The Gbedin Swamp Rice Project, especially up to the onset of the civil war in the 1990s employed large numbers of local people. The idea was to develop an area of 1200 hectares and train at least 600 families to cultivate the land.

Norhn Wilson is the current Chairperson of the Dokodan Farmer Cooperative which operated for years in Gbedin, Nimba County. With a governance structure in place, it was certificated by the Cooperative Development Agency (CDA).

Wilson’s face shatters as she remembers the suffering and the loss they encountered as a community. Reminiscing about the farm wealth they had in Gbedin but lost during Liberia’s civil crisis, Wilson’s voice quivers but keeps strong to narrate.

She mentioned that the rice station processed huge quantities of seed rice harvested from the farmlands of individual farmers and farmer cooperatives to supply the entire country.The Government of Liberia in partnership with the United Nations Development Programme (UNDP) brought hope to farmers in 2023, with the launch of the Accelerated Community Development Programme (ACDP) in 2022.

The government committed to providing support to understanding and addressing the real needs of vulnerable rural populations following a feasibility study across the country in 2020. The feasibility study captured key challenges that rural populations are experiencing.
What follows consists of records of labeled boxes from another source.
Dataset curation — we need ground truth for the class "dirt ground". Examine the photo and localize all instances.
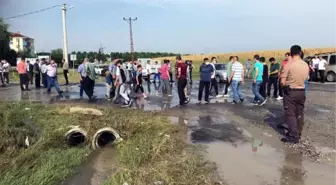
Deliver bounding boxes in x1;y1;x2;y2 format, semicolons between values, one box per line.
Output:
0;82;336;185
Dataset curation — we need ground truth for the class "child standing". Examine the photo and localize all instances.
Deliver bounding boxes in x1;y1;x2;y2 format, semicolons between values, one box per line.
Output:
105;70;114;101
135;65;147;98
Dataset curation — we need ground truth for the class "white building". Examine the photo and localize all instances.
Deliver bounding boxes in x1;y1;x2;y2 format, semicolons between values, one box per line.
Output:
9;32;35;55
These include access to affordable energy, good health care services, safe drinking water and sanitation, access to feeder roads, and food security.

After being dormant for so long, the Dokodan Cooperative already established as a legal entity with a huge potential for low-land farm rice cultivation but lacked the capacity to fully function, was assessed to benefit from the deployment of machinery, farming tools, equipment, and other accessories as the 14 farmer cooperatives identified and selected by the project.
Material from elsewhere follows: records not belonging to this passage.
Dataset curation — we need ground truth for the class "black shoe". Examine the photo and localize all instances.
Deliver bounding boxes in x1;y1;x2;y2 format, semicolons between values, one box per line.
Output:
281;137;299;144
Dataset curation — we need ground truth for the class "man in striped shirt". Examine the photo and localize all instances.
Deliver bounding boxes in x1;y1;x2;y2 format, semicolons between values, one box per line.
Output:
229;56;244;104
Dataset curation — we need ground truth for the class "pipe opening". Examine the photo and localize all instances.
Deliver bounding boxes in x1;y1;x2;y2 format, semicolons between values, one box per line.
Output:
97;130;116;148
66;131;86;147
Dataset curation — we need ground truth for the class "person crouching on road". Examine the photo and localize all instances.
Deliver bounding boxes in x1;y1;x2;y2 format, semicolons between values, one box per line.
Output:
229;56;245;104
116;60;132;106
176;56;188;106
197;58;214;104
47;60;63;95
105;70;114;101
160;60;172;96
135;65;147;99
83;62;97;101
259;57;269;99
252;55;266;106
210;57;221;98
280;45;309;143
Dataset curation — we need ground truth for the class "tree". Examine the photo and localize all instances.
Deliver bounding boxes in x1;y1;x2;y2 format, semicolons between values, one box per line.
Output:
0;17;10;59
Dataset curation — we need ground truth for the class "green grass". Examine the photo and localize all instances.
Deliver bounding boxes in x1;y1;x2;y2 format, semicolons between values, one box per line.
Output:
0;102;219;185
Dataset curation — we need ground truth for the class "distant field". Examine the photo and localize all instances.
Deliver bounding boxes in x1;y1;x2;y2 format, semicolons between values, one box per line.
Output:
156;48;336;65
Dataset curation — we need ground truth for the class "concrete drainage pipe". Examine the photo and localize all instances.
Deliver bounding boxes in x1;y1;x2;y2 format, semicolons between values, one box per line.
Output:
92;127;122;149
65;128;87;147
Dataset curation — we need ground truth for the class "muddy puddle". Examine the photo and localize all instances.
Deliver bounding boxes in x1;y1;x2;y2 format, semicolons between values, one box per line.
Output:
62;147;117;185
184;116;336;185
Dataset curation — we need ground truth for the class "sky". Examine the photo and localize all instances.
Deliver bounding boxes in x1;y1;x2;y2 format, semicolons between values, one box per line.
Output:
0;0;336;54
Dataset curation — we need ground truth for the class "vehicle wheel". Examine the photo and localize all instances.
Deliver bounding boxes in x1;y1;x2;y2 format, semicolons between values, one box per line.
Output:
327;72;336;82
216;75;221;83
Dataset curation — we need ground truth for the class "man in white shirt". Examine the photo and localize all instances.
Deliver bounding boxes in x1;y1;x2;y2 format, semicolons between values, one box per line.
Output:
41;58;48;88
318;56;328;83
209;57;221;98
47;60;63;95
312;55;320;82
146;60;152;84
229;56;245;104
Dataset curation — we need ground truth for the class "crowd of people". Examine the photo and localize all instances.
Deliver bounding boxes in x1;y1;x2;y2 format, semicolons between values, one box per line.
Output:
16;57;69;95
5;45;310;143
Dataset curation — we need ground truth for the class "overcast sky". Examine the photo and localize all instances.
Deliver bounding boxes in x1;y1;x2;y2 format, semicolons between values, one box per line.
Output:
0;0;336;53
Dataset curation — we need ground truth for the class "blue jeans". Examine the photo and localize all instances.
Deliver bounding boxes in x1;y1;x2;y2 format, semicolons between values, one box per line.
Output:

The Cooperative which has 97 members including 46 women and two people with disabilities, received mechanized farm equipment such as a tractor and its implements, post-harvest processing machines, improved rice seeds, fertilizers, basic farming tools to improve and increase productivity, and capacity building training at different levels of governance, business development and the handling and management of agro-chemicals.

In addition, they received a low-value grant first tranche of $10,000.00 from the total budget of $20,000.00 to build a field operational office, renovate damaged farm canals and bridges within the farmland and take care of other operational expenses.
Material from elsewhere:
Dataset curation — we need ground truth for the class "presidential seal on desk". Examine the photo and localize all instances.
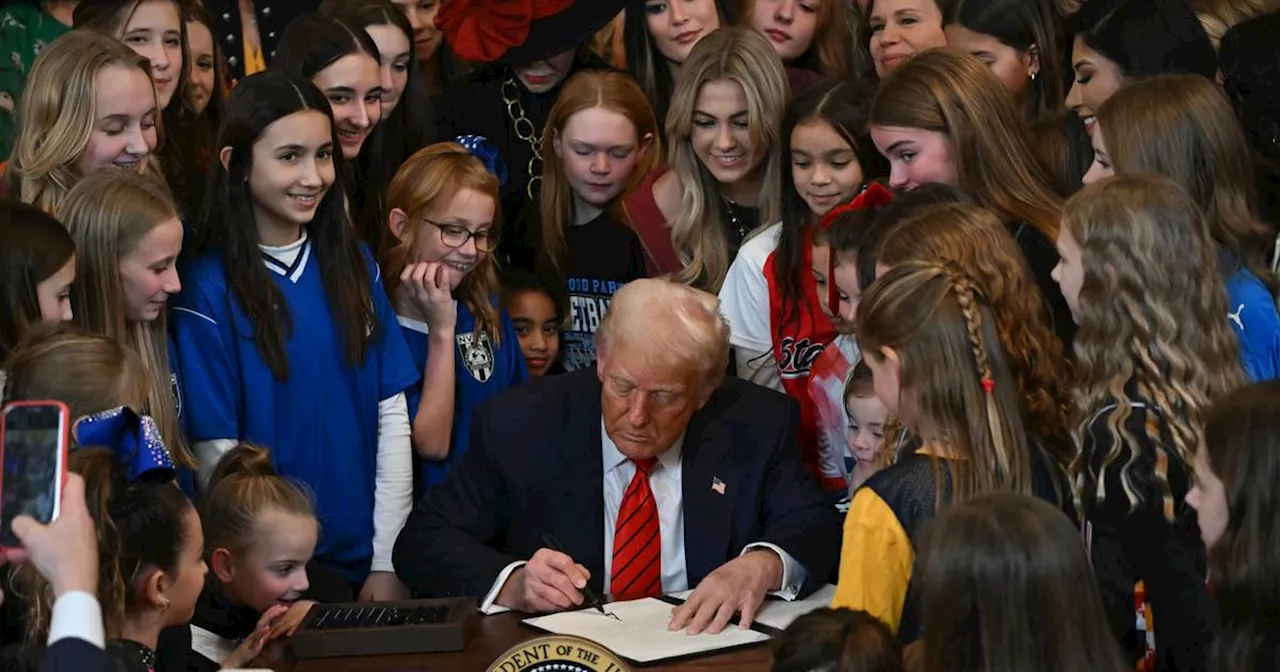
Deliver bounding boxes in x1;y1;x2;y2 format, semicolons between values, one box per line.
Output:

Dokodan has approximately 200 hectares (Over 400 acres) of farmland and six sites covered with rice. According to its members, they can produce large quantities of rice enough to supply the entire community.

Before receiving these tools, the cooperative sought support from the Ministry of Agriculture (MOA) to help them with a tractor for farming.

“Seeking support from the MOA for a tractor was very difficult. We didn’t get it the same time we needed it because the ministry supports other communities too,” said Wilson.

The Dokodan Farmer Cooperative also received rice planting machines, and post-harvest processing machines such as rice threshers, cassava milling machines, rice milling machines and sugar can milling machines.

Chairperson Wilson and her members appreciate the intervention by the government of Liberia through UNDP.

“Since the reactivation of the cooperative and with the logistical, financial, and capacity-building support provided by the ACDP, our farmers are busy in the swamps cultivating low-land rice. We have been receiving support in the past from various partners including some UN agencies, but

the current intervention through the ACDP is a huge and lifetime initiative that goes beyond the project’s lifespan,” Madam Wilson noted.

She mentioned that with the capacity-building and skills training provided through the programme, farmers are becoming more advanced and knowledgeable in mechanized farming methods and how to grow and manage the cooperative.

“The Dokodan Farmer Cooperative is eternally grateful to UNDP and its partners for providing this opportunity. We are gradually returning to the pre-war status where Gbendin used to be the seed bank, supplying many farmers with rice seeds,” says Norhn Wilson.

“Our target land area for the swamp rice cultivation is 410 acres. We can assure you that, with the tractor and other farming equipment received from ACDP, by the end of the year, we will expand beyond this point,” the members of Dokodan boasted.

On a visit to Gbedin during the week of the celebration of United Nations Day, UNDP’s Resident Representative a. i. Anthony Ohemeng-Boamah encouraged the cooperative members to engage their children in farming at an early stage of their lives. He said the children can learn from their parents and invest in their education to be better prepared to inherit the wealth accrued from generational farmlands.

Ohemeng-Boamah expressed his contentment towards the commitment of the community to farming and alluded that they contribute to human and food security, reducing poverty through agriculture, and other socio-economic activities.

He explained that, with farming and food chain supply, the cooperative is contributing towards the achievement of the Sustainable Development Goals (SDGs) 1 and 2 which are No Poverty and Zero Hunger respectively.

Overall, the cooperative contributes towards the achievement of SDGs 5 – Gender Equality, 10 – Reduced Inequalities, and 12 – Responsible Consumption Production.

Fortunately, the Gbedin Rice Station structure established in the 1980s was not demolished but looted during the war, taking away its processing equipment. It has now turned into a white elephant. However, the cooperative uses it as a warehouse or storage facility for its tools, and machinery and looks forward to reestablishing it as a fully operational post-harvest processing facility.